Enabling AWS WAF for distributions - Amazon CloudFront
Using an existing web ACL

Enabling AWS WAF for distributions

When you create a distribution, you can enable AWS WAF and use an existing ACL.

To enable AWS WAF for a new distribution

  1. Open the CloudFront console at https://console.aws.amazon.com/cloudfront/v4/home.

  2. In the navigation pane, choose Distributions, and then choose Create distribution.

  3. As needed, follow the steps in Create a distribution.

  4. In the Web Application Firewall section, choose Edit, then choose Enable security protections.

  5. Complete the following fields:

    • Use monitor mode – You enable monitor mode when you want to first collect data to test how protection will work. When you enable monitor mode, requests aren't blocked if the protections were active. Instead, monitor mode collects data about requests that would be blocked if the protections were active. When you're ready to begin blocking, you can enable blocking on the Security page.

    • Additional protections – Choose any options that you want to enable. If you enable rate limiting, see Setting up rate limiting for more information.

    • Price estimate – You can open the section to display a field where you enter a different number of requests/month and see a new estimate.

  6. Review the remaining distribution settings, then choose Create distribution.

After you create a distribution, CloudFront creates a Security dashboard.
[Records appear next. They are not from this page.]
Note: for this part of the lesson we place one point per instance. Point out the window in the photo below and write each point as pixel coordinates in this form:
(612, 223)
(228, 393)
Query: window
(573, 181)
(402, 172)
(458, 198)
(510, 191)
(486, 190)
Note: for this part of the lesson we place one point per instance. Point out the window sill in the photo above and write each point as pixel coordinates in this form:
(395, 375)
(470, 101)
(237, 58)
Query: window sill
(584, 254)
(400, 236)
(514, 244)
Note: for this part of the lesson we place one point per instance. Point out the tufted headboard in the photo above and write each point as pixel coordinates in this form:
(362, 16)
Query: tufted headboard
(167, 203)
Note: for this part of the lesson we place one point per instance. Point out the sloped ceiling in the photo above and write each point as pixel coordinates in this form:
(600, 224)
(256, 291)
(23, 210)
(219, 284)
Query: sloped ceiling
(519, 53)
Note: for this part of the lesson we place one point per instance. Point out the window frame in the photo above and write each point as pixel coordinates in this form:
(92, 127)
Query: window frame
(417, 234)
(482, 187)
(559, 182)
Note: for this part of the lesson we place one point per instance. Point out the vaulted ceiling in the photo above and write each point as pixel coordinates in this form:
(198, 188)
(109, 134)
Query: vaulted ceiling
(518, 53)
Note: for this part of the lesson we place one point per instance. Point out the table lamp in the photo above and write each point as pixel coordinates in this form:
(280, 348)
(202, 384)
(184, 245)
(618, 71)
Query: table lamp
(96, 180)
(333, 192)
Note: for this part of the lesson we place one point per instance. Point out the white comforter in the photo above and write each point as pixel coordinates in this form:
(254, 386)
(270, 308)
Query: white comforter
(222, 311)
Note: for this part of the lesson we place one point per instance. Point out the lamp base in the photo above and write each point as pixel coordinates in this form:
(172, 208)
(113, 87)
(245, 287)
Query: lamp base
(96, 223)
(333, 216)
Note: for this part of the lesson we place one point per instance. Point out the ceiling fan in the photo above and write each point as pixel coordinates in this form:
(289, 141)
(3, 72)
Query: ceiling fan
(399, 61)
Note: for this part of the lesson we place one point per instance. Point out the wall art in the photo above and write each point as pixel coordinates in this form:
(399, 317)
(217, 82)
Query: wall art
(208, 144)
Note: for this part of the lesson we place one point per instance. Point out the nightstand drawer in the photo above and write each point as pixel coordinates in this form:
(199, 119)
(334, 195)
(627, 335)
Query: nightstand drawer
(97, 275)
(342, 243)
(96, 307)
You can use this dashboard to disable or enable AWS WAF. If you haven't enabled AWS WAF yet, the charts and graphs in the dashboard remain blank.

Using an existing web ACL

If you have a web ACL, you can use it instead of the protection offered by AWS WAF.

To use an existing AWS WAF configuration

  1. Open the CloudFront console at https://console.aws.amazon.com/cloudfront/v4/home.

  2. Do one of the following:

    1. Choose Create distribution and follow the steps in Create a distribution, then return to this topic.

    2. Choose an existing configuration, and then choose the Security tab.

  3. In the Web Application Firewall (WAF) section, choose Edit, then Enable security protections.

  4. Choose Use existing WAF configuration. This option appears only if you have web ACLs configured.

  5. Choose your existing web ACL from the Choose a web ACL table.

  6. Review the remaining distribution settings, and then choose Create distribution.